Christine Bravo (born 13 May 1956) is a French television presenter, journalist, columnist and author.

== Biography ==
Christine Bravo was born in Paris, her father Antonio Bravo was a Spanish mason from Toledo. At the age of 18, she left her family to live in Paris. She met one year earlier Jean-Paul Sartre, while creating the newspaper Libération, in which she collaborates with the philosopher. After graduating in history at the Paris Diderot University, she passed the contest of normal school and became a teacher from 1979 to 1982. In 1980, she lived for one year in Tijuana, Mexico. After coming back to France, she published with an editor of Flammarion her first autobiographical novel Avenida B.

== Television career ==

=== Beginnings in the media ===
In 1983, she participated at a contest organized by Le Matin de Paris. The theme for the contestants was to write a letter about their vacation. The letter of Christine Bravo received the first prize and was published in the daily newspaper. Jean-Dominique Bauby, the chief editor of the culture section, engaged her as a journalist, where she stayed until the end of publication of the newspaper.

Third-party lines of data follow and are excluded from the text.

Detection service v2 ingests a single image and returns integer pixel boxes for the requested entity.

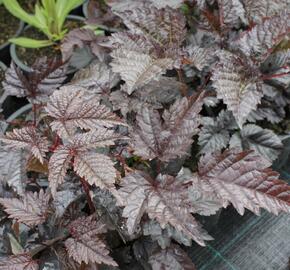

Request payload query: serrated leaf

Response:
[243,0,290,23]
[132,92,205,161]
[149,245,196,270]
[118,172,211,245]
[160,92,206,161]
[74,151,116,194]
[0,127,49,164]
[176,168,222,216]
[142,220,192,249]
[261,49,290,73]
[46,85,125,137]
[110,76,181,117]
[0,189,49,226]
[132,107,166,159]
[0,146,27,195]
[198,111,235,153]
[235,10,290,62]
[111,49,173,95]
[185,45,215,71]
[218,0,245,27]
[198,149,290,215]
[48,146,72,196]
[3,57,66,102]
[212,53,263,128]
[48,128,125,196]
[71,61,120,97]
[230,124,283,161]
[0,254,39,270]
[65,216,117,266]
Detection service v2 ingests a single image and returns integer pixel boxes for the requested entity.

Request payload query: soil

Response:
[18,0,38,13]
[0,5,19,46]
[16,20,83,66]
[0,67,5,82]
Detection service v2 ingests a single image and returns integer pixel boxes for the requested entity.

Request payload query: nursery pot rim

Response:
[0,20,25,51]
[10,15,85,72]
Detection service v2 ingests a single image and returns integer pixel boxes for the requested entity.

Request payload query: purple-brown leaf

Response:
[198,149,290,215]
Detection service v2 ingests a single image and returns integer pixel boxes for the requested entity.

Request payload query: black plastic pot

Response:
[82,0,89,18]
[10,15,85,72]
[0,19,24,65]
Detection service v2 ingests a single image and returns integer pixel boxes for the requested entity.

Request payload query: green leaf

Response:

Christine Bravo became later a columnist for Elle and also collaborated for Le Journal du dimanche, L'Événement du jeudi, France Soir, Paris Match and Cosmopolitan. In 1988, she began her career in television and started collaborating with Frédéric Mitterrand in his program Permission de minuit. Christophe Dechavanne decides to entrust her the notepad of his program Ciel, mon mardi !, but she left the program. Bernard Rapp proposes her to host the section Bonheur in his program L'Assiette anglaise.

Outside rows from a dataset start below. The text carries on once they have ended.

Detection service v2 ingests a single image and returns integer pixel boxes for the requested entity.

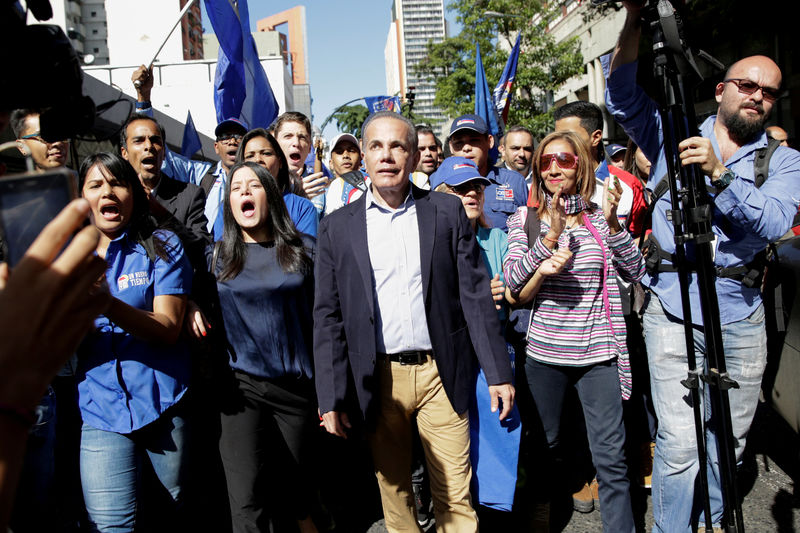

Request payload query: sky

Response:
[200,0,457,140]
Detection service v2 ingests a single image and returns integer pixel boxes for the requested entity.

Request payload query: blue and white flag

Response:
[492,33,522,123]
[475,45,503,165]
[181,111,203,157]
[364,96,400,115]
[205,0,278,128]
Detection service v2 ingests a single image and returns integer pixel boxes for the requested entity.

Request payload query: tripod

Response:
[642,0,744,533]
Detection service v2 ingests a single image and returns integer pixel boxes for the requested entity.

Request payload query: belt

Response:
[378,350,430,365]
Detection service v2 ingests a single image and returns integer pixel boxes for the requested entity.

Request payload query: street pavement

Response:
[368,404,800,533]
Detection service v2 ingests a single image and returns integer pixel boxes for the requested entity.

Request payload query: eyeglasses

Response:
[723,78,781,103]
[217,133,244,143]
[539,152,578,170]
[448,180,485,196]
[20,131,69,144]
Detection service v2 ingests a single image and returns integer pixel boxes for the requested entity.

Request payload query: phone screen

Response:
[0,169,76,266]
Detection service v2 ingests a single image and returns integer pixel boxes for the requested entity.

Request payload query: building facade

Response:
[384,0,447,124]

=== Television presenter ===
She started presenting on 24 January 1990 on channel FR3 her first program Mille Bravo about culture and modern art, broadcast on the third part of the evening on Friday. In April 1991, the program was broadcast the first Sunday of every month. In June 1991, Christine Bravo left FR3 to join Antenne 2 where she hosts Merci et encore bravo, broadcast on the third part of the evening on Thursday.

In September 1992, she hosts Frou-Frou until June 1994. She then presents Chérie, j'ai un truc à te dire in 1994 and J'ai un problème in 1995. That same year, she left the audiovisual and after appearing in an advertisement for a laundry powder, she took a sabbatical year.

1n 1998, she started again her career with Union libre on France 2 every two weeks. In 2002, she adapted the program to the French counties with Douce France every Saturday. After a year, the program was not broadcast anymore.

== Personal life ==
Christine Bravo has two children, Mathieu (born in 1978) and Clara (born in 1992).